# Why Is My Proof Of Asymptomatic Time Complexity Of A Dynamic Array Using The Accounting Method Getting A Wrong Answer?

I had trouble formatting the summation symbols, so if anyone knows how to do it correctly feel free to edit.

I just read the asymptomatic analysis chapter from CLRS. While the aggregation and potential method are clear to me, I thought I should do some extra practice with the accounting method. My goal was to prove that if you have an array size 1, and when it fills up, you double the size, results in a time complexity of O(1) per operation.

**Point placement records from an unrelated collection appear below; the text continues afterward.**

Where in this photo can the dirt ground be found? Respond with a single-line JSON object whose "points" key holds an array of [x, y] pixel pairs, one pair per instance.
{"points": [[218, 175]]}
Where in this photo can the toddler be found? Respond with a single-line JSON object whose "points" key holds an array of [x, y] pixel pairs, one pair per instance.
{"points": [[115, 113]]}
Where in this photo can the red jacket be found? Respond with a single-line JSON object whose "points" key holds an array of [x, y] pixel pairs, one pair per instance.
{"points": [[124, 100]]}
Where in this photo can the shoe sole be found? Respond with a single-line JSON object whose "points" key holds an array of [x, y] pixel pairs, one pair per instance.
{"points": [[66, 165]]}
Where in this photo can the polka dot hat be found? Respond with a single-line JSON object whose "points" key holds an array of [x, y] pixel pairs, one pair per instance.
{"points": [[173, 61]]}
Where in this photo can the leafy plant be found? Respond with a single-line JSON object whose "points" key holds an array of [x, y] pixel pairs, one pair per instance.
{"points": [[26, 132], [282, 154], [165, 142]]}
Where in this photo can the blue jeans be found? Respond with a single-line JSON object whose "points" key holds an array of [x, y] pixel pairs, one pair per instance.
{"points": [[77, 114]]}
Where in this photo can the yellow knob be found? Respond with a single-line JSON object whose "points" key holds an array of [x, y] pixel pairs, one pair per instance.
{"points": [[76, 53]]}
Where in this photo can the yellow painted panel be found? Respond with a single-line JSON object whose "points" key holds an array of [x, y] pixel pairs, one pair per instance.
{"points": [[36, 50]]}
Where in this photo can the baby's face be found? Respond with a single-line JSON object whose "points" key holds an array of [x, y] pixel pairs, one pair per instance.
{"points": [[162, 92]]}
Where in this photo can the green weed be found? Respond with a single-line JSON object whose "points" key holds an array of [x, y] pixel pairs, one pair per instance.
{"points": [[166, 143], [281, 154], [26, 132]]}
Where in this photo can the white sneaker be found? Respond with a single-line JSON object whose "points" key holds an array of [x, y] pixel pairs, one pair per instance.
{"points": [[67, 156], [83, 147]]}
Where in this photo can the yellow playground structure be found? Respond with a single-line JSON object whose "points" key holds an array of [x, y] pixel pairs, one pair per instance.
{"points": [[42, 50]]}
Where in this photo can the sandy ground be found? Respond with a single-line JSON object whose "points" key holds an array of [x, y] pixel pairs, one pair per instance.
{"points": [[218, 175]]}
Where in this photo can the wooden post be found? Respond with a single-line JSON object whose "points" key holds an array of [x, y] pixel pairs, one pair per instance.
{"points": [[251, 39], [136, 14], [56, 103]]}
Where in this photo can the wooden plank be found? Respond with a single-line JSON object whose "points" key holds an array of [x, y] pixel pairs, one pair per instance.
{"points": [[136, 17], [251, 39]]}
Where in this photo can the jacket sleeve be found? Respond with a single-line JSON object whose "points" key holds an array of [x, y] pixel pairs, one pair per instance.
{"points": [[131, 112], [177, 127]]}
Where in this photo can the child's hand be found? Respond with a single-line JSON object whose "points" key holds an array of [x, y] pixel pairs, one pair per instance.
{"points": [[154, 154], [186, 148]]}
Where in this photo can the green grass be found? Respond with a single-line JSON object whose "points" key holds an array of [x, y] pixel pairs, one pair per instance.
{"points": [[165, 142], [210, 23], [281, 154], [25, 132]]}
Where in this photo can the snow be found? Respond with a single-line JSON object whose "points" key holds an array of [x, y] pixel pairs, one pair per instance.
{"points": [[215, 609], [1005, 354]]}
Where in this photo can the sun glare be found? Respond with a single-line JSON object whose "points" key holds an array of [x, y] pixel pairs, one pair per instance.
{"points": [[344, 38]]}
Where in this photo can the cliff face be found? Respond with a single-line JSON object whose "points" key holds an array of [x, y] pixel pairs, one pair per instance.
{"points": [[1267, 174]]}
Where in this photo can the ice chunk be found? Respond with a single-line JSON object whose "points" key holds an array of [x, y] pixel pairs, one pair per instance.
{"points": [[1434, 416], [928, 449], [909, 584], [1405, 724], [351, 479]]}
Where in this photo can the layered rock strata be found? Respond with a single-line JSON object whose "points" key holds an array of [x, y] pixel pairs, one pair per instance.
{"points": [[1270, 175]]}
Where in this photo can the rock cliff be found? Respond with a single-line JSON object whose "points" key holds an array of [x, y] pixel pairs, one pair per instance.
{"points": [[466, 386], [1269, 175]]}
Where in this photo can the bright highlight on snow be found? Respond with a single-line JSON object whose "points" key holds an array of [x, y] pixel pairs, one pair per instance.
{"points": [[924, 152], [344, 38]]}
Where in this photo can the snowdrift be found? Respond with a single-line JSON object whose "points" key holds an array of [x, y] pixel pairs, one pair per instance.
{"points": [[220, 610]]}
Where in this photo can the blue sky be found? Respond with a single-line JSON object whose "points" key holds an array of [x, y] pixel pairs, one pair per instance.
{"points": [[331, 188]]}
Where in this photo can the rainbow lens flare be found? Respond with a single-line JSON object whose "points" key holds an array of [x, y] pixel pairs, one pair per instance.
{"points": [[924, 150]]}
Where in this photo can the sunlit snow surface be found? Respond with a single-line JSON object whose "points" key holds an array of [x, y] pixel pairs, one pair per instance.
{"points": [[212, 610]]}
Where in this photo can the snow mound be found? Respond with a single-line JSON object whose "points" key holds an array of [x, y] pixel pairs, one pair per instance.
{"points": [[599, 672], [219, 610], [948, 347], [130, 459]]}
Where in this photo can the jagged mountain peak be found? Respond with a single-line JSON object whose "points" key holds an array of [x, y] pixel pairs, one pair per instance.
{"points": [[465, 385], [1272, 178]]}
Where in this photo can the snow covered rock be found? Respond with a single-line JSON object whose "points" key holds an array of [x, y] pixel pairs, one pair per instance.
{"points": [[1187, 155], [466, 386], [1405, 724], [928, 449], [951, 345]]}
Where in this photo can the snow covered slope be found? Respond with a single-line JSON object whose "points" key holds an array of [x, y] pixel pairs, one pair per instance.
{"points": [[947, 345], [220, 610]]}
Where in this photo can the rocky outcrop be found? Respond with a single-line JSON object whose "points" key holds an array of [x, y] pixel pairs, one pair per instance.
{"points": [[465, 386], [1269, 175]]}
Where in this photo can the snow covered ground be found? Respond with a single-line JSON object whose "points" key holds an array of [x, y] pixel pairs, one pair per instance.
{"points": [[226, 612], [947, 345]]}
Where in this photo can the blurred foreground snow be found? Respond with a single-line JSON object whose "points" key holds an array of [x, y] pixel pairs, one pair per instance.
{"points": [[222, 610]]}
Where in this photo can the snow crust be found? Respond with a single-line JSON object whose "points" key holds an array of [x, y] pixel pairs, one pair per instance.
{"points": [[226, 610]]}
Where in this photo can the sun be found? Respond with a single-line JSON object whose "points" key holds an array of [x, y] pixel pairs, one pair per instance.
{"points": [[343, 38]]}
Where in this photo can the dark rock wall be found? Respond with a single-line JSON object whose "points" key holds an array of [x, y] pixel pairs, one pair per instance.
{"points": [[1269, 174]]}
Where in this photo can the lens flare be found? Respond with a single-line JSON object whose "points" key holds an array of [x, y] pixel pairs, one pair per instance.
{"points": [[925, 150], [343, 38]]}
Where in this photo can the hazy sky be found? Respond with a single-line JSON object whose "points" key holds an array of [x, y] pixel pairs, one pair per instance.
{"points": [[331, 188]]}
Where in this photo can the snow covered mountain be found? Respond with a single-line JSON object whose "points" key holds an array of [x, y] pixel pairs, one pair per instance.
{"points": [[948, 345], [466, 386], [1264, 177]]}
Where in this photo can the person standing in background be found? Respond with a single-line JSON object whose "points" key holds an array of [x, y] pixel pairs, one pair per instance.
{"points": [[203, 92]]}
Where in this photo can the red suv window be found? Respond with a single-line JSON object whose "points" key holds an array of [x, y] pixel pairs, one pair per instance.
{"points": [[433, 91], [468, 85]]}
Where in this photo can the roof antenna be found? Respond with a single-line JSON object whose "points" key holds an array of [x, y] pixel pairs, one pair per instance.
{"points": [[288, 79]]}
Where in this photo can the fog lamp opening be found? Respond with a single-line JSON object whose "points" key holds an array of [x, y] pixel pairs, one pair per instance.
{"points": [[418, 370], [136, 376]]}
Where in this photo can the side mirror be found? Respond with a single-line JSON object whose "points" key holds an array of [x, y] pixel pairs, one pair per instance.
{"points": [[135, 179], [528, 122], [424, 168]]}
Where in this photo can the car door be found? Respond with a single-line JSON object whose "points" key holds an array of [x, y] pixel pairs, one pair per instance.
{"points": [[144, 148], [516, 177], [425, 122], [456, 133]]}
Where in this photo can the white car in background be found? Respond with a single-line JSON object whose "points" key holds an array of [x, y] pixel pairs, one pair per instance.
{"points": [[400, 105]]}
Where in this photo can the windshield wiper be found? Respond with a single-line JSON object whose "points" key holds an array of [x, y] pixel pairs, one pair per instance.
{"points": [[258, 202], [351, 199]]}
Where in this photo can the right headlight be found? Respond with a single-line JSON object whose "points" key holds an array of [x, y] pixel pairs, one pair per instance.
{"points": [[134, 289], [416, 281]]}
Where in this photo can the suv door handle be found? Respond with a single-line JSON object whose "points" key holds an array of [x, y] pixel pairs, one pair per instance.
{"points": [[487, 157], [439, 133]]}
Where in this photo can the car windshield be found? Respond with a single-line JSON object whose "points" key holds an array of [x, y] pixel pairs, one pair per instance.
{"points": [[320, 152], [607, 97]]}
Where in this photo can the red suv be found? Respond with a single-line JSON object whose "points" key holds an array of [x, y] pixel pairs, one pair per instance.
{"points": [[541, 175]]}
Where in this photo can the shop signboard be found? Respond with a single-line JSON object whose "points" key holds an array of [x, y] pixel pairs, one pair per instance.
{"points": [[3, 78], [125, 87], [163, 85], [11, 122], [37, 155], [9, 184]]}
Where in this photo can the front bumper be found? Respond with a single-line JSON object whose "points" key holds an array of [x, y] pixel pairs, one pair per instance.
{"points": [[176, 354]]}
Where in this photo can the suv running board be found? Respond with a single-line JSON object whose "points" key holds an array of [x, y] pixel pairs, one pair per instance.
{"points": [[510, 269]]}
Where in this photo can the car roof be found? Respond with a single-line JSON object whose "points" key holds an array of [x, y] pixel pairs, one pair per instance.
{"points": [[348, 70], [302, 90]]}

Using aggregate analysis, here is the proof I came up with:

If you call append n times, then the time complexity would be this:

$$\sum_{i=1}^{\log n} \frac{1}{2^i}$$

which is less than

$$\sum_{i=1}^{+\infty} \frac{1}{2^i}$$

which is equal to $$2n$$. So, the time complexity for all N operations will be O(N), so the time complexity for a single operation is O(1).

However, if the size starts at 1, then adds by 1 instead of multiplying by 2 (meaning, size starts 1, then becomes 2, then becomes 3, etc...) then the time complexity should be O(N), which I get using aggregate analysis. $$\sum_{i=1}^{n} (i+1)$$

the extra 1 comes from actually placing the next element. This is equal to around (n(n + 2)) / 2, or O(N ^ 2) for all N operations, and O(N) for a single operation, which is correct. However, using the accounting method I get another answer. The actual cost of placing an element is 1, and the asymptomatic cost I set is 2. So the first time costs 2, and the second call the copying doesn't take any extra time because I prepaid it before, and the extra cost of placing that element is 2. So, it becomes:

$$\sum_{i=1}^{n} 2$$

which is equal to O(N) for all total operations, and O(1) for a single operation. This isn't the correct output. Where did I go wrong, and how can I fix it?

First of all notice that your first aggregate analysis should read $$\sum_{i=1}^{\log n} 2^i = 2^{\log n + 1} - 2 < 2n$$. (What you have written makes no sense since $$\sum_{i=1}^\infty \frac{1}{2^i} \le 1$$, which would mean that the aggregate complexity is upper bounded by a constant regardless of the number of operations).